Kuwait’s oil minister Mohammad al-Busairi has said the country’s oil production during October averaged 2.9 million b/d, establishing a new peak in output over the past decade. Speaking to Reuters on October 31st he said Kuwaiti oil production peaked at 2.85 million b/d in September 2008, then remained under 2.8 million b/d as global oil prices crashed and recovered, only to climb back over 2.8 million b/d during September this year.

“While Kuwait’s oil production has continued to grow, Saudi Arabia is reported to have scaled back its initial quick output rise in the second and third quarters this year, allowing Kuwait and some other Gulf OPEC producers to raise output,” observed IHS Senior Middle East Energy analyst Samuel Ciszuk.

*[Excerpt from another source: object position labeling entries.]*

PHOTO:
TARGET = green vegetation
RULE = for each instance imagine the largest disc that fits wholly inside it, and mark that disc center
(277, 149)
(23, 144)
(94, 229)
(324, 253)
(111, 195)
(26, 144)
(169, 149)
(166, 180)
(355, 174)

“In doing so, Saudi Arabia has farmed out—or shared the responsibility for—the initial unilateral production increase decided in opposition to OPEC’s more hawkish members during the organisation’s divisive June meeting, while together with its supporters demonstrated to the global markets that it and its allies are keeping a close watch on the oil demand and supply balance.”

Had Saudi Arabia gone it alone for the whole period, it would have opened itself up to the charge of profiting from OPEC’s weakening, although instead now, the continued close policy unity between traditional OPEC “doves” Saudi Arabia, Kuwait, the United Arab Emirate, and Qatar, looks cemented—a word which could not be used to describe the stability of the hawkish group mainly consisting of Iran, Venezuela, and Algeria, although they currently are united by certain common grounds.

“For Kuwait, this has been an opportunity to demonstrate part of its increased production capacity, the earlier announcement of which had been greeted with a certain amount of scepticism given the emirate’s long-time inability to get upstream projects moving,” explained Ciszuk.